In 1994, Vail started her own DIY cassette label called Bumpidee (named after the Portland-based Sunday morning children's show and eponymous character Bumpity) and released music by Worst Case Scenario, the Corrections, the Bonnot Gang, and the Slatternlies. Recent releases include demos by Spider and the Webs and Marissa Magic and a compilation called "Spider Friends". Each tape comes with a newsletter called The Bumpidee Times which contextualizes each release, and many are often free in the anti-capitalist DIY punk spirit of sharing.
Although many KRS artists have since signed to major labels Kathleen Hanna, The Gossip), Vail's output has always remained consistently independent of corporate ownership. A letter she wrote appears in the liner notes of a KRS compilation called Stars Kill Rock:
Despite the much publicized notion of the non-existence of such a thing, underground music is very much alive, as this record is evidence of, and so let it be known that the mass dissemination of an ideology indicating the otherwise should be taken for what it is. A desperate plea on the part of those “alternative nation” co-conspirators who are so busy trying to convince themselves that simply because they are no longer punk rockers, punk rock must no longer exist. This is an obvious solipsism but because of their connections with major labels and to the music industry in general they have the ability to widely distribute their opinions, henceforth perpetuating misinformation to such the extent that the situation demands at least some kind of an acknowledgment by those of us who know better.
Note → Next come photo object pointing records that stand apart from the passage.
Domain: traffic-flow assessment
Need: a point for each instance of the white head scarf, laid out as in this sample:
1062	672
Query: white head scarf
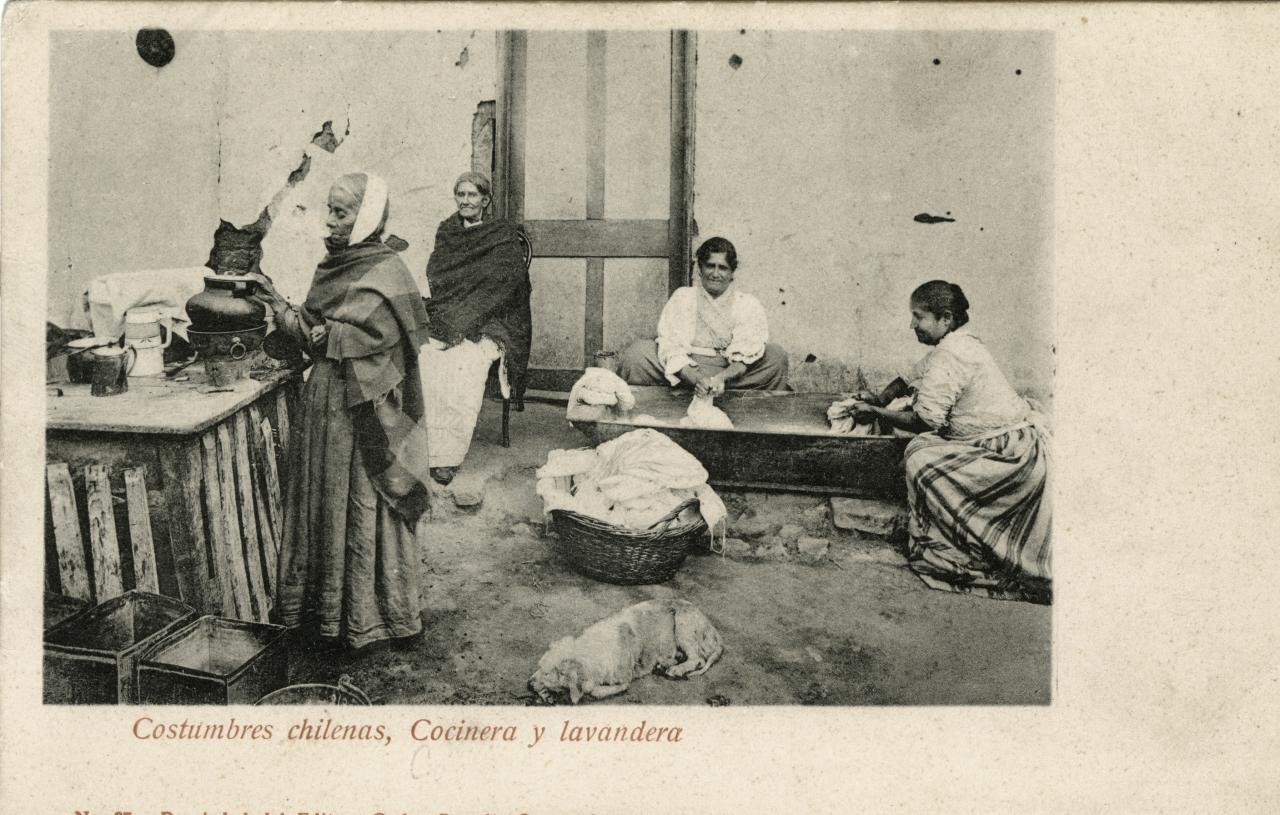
371	192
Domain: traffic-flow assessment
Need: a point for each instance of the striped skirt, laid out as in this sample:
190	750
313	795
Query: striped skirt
979	513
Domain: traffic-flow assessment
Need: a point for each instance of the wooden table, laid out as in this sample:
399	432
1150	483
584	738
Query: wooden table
197	474
780	440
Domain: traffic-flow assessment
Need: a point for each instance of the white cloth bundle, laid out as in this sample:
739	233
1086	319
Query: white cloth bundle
704	413
167	291
631	481
840	415
602	387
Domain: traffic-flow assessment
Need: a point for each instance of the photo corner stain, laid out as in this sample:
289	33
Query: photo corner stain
924	218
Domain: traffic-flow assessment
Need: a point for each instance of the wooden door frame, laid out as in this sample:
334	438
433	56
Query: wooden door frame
595	238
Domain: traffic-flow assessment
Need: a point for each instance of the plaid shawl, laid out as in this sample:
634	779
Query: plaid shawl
376	325
480	288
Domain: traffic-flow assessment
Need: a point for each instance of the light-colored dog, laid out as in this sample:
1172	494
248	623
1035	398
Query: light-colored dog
667	636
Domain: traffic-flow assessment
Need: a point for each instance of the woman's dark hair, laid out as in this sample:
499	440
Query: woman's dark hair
717	245
938	297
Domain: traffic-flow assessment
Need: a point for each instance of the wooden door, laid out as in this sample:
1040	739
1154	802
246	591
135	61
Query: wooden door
594	155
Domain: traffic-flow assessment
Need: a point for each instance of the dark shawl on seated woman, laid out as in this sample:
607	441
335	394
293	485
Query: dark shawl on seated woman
376	324
480	288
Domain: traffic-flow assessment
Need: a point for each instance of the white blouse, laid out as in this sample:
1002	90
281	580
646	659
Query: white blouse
694	323
960	390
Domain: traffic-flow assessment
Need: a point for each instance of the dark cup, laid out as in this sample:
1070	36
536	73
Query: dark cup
112	370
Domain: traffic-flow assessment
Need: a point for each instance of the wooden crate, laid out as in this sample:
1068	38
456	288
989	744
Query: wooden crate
214	662
183	499
91	658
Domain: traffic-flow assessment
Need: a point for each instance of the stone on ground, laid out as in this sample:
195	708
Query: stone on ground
813	548
867	514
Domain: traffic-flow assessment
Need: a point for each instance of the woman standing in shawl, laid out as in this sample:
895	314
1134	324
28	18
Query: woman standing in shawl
479	312
357	463
977	479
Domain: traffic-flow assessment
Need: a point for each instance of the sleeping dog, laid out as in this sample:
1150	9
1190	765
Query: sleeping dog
671	637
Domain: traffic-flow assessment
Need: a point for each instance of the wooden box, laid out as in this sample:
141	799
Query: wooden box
59	608
91	658
215	662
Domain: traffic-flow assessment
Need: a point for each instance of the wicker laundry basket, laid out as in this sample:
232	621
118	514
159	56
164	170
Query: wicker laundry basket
626	557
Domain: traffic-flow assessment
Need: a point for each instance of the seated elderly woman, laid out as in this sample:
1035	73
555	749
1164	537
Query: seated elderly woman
978	474
479	311
709	335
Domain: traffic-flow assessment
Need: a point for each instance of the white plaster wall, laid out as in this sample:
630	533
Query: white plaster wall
816	154
132	160
145	161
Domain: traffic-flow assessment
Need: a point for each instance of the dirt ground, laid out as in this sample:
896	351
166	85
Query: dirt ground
854	628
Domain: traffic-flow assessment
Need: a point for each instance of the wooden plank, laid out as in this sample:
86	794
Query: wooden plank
104	548
597	114
145	576
593	310
682	119
252	544
274	499
283	427
158	406
510	147
553	379
268	525
598	238
234	550
72	564
213	495
179	465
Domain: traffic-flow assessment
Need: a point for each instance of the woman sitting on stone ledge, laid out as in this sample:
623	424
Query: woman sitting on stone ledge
977	476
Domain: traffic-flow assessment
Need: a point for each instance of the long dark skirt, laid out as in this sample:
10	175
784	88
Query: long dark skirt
347	561
979	518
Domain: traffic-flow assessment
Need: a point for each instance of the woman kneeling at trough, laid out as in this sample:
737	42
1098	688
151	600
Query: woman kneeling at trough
357	458
978	476
478	302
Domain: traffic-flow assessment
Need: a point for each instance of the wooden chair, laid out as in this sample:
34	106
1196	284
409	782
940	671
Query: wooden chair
493	371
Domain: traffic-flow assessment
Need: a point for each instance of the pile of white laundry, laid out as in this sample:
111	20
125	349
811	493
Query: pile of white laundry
602	387
840	415
632	481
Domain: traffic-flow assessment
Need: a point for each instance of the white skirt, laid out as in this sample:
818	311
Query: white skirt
453	392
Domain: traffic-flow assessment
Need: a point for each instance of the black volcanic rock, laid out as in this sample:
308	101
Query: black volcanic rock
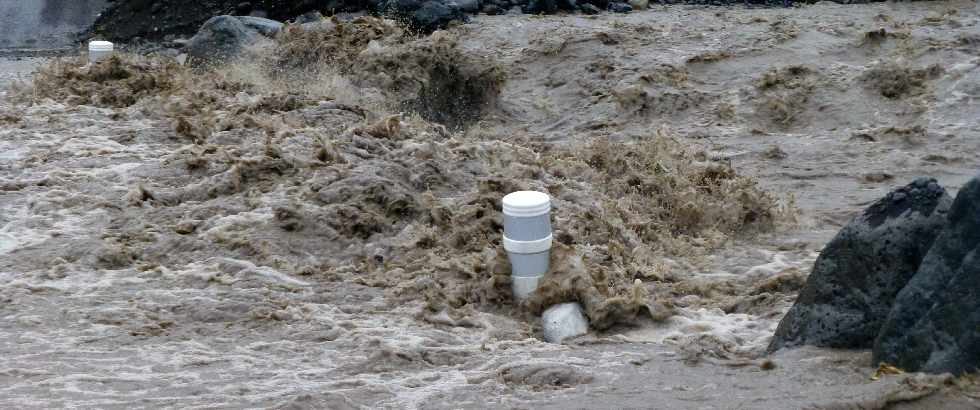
859	273
934	325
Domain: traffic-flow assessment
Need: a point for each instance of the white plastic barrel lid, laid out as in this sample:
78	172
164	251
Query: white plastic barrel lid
527	203
100	45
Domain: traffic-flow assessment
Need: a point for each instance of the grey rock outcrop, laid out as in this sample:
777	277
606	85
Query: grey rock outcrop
859	273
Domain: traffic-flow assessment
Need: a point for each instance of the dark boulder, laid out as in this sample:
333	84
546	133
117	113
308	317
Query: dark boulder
224	37
588	8
469	6
859	273
618	7
541	7
435	15
934	325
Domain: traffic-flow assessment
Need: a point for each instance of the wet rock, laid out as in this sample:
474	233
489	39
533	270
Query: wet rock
620	7
934	325
541	7
266	27
311	17
492	10
434	15
639	4
589	9
469	6
224	37
563	321
858	274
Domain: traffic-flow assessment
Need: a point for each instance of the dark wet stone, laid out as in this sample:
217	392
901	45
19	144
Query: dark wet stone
934	325
224	37
620	7
435	15
858	274
589	8
541	7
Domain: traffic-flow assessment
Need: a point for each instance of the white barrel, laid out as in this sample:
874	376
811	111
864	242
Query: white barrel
527	238
99	50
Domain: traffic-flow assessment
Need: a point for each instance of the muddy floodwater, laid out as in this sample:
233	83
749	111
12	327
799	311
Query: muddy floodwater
246	249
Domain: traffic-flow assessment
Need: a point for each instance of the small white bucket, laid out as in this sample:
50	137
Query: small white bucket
99	50
527	239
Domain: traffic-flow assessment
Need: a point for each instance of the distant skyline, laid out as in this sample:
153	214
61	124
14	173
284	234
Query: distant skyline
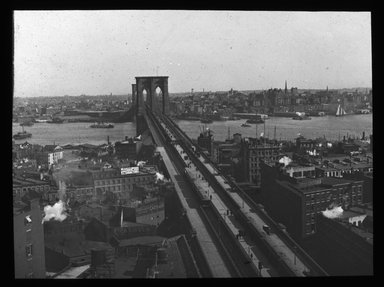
59	53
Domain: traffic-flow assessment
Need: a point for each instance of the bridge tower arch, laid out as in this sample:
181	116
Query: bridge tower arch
150	85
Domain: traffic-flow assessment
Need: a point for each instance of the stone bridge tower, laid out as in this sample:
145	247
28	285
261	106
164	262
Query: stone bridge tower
152	91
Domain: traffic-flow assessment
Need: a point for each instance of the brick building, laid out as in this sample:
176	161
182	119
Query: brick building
295	201
28	238
121	181
254	151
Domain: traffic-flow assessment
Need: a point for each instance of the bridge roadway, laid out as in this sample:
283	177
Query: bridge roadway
254	253
294	261
214	258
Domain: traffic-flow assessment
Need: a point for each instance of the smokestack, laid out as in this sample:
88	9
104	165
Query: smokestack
335	212
121	217
57	212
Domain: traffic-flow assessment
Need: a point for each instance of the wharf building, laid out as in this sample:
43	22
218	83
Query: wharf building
23	185
28	239
294	196
120	182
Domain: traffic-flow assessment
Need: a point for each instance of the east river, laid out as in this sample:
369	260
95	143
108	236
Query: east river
286	129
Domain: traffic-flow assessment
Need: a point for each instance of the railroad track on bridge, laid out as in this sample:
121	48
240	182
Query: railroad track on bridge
238	265
278	251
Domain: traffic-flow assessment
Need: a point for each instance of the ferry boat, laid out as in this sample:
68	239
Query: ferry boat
102	126
340	111
255	121
55	121
301	117
22	135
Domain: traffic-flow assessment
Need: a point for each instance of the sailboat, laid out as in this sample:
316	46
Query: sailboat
340	111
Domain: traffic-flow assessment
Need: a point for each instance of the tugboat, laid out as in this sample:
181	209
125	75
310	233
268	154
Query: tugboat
55	121
206	120
255	121
22	135
301	116
102	126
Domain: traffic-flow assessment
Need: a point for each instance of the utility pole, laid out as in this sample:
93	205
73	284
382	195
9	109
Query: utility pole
274	134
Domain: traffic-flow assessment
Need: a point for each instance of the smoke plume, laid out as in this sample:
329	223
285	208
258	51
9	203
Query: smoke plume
159	177
140	163
285	160
57	212
333	213
312	152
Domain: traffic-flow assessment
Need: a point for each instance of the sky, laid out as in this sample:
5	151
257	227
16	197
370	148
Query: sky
59	53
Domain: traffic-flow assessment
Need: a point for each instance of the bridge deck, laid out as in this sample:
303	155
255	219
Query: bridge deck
215	261
286	253
229	219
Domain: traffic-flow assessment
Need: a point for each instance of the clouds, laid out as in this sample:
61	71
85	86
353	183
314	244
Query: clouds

Later, in Mark Andersen's book Dance of Days: Two Decades of Punk in the Nation's Capitol, she continued:
“ | Now, more that [sic?] ever, it's the time to forge the underground idea, 'cuz in the face of corporate co-option, us true punks gotta stick together. Some of my best friends are in bands that are on major labels and I respect their choice, but it's not the sound of the revolution. | ” |
Vail grew up in Naselle and Olympia Washington.[19] She began working in the mail order department of Kill Rock Stars prior to the breakup of her band Bikini Kill in 1997.[20] She was laid off in 2011 when her job was outsourced. Vail also maintains a blog, in which she discusses feminism and reviews music.[21]
From July to October 1990, Vail dated her friend, Nirvana frontman Kurt Cobain, with whom she had collaborated during her tenure in The Go Team on another side project called The Bathtub is Real. [3] Some inaccurate information may have been circulated about the relationship between Vail and Cobain. It has been purported that neither Vail or Cobain ever spoke publicly of their relationship. There is, therefore, a possibility that Nirvana biographers and rock journalists may have relied, in part, on second-hand information, rumors, and other misinformation stating that information as fact. Vail's friend Jenny Toomey relates, "Tobi refuses to speak publicly and participate in the exploitation of the Cobain myth by hack journalists trying to make a career, record companies trying to sell records, and feeble attempts made by ex-"friends" to mark their place in history."[22] The only interview she's ever given on the subject of Cobain was for Everett True. True is the only biographer who actually knew both of them.